High levels of labor informality are preventing fintech companies from replacing cash as the primary payment method in Mexico.

This trend persists despite hundreds of millions of dollars [3] in investments aimed at digitizing the economy. The reliance on cash limits the growth of credit and prevents a significant portion of the population from accessing formal financial services.

Data from the third quarter of 2025 shows that Mexico's labor informality rate reached 55.4% [1]. This represents an increase of 0.8% [2] over the previous quarter. This structural challenge creates a barrier for digital payment providers, as a majority of the workforce operates outside formal tax and employment frameworks.

Industry leaders suggest that the cultural preference for cash and the scale of the informal sector are the primary obstacles to modernization. Eduardo Osuna said the main inhibitor of credit growth in the country is the use of cash and informality [4].

Financial institutions and industry associations continue to push for a reduction in cash dependency to stabilize and grow the economy. Julio Serrano Espinosa said he fully agrees with Emilio Romano, president of the Association of Mexican Banks, on the need to reduce the use of cash in the economy [5].

Fintech firms have attempted to bridge this gap by offering simplified digital wallets and micro-loans. However, the lack of formal documentation and steady, verifiable income for more than half of the workforce makes traditional risk assessment difficult. This cycle keeps the economy tethered to physical currency, a system that favors anonymity but restricts systemic financial growth.
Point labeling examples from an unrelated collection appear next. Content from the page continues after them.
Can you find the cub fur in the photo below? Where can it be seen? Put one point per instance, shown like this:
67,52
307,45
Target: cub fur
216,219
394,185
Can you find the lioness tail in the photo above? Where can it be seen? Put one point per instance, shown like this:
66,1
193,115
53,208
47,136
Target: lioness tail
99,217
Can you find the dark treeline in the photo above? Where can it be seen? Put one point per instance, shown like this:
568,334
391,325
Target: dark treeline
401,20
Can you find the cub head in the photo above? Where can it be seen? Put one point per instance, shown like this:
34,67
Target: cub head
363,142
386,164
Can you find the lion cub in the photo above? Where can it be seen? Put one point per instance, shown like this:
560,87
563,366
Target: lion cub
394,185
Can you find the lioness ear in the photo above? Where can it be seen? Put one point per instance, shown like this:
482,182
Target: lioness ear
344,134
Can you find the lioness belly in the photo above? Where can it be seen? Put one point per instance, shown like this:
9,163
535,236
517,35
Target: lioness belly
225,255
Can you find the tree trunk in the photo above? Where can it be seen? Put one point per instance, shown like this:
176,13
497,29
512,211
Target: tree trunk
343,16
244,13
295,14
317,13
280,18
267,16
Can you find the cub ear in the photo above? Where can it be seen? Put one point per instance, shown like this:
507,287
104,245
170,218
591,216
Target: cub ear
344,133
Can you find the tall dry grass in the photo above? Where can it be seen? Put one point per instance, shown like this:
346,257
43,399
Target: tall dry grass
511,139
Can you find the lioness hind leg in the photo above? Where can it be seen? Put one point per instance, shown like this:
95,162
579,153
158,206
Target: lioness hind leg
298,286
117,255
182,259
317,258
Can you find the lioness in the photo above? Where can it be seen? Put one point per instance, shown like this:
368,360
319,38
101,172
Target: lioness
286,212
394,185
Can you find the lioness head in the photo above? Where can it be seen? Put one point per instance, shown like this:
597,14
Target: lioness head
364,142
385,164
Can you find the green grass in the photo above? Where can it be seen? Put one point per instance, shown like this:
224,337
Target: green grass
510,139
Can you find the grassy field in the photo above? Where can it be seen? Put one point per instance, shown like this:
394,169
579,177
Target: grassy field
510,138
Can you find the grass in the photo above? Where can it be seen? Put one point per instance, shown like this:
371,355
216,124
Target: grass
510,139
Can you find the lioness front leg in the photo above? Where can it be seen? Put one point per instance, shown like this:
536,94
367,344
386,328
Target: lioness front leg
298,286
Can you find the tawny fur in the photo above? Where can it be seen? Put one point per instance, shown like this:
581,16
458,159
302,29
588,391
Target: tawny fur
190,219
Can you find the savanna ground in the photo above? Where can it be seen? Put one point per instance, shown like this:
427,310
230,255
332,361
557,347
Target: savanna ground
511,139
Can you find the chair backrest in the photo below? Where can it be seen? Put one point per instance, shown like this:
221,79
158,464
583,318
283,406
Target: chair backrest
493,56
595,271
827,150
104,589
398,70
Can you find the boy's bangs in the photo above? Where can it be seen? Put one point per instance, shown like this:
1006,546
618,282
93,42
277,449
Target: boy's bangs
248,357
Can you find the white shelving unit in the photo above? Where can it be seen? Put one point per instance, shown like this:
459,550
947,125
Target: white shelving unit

The main inhibitor of credit growth in the country is the use of cash and informality.

The persistence of a cash-heavy economy in Mexico highlights a gap between technological capability and socio-economic reality. While fintech infrastructure is available, the 55.4% informality rate creates a systemic barrier that digital tools alone cannot solve. Until structural labor reforms or new credit-scoring models address the informal sector, Mexico's financial digitalization will likely remain limited to urban centers and formal employment hubs.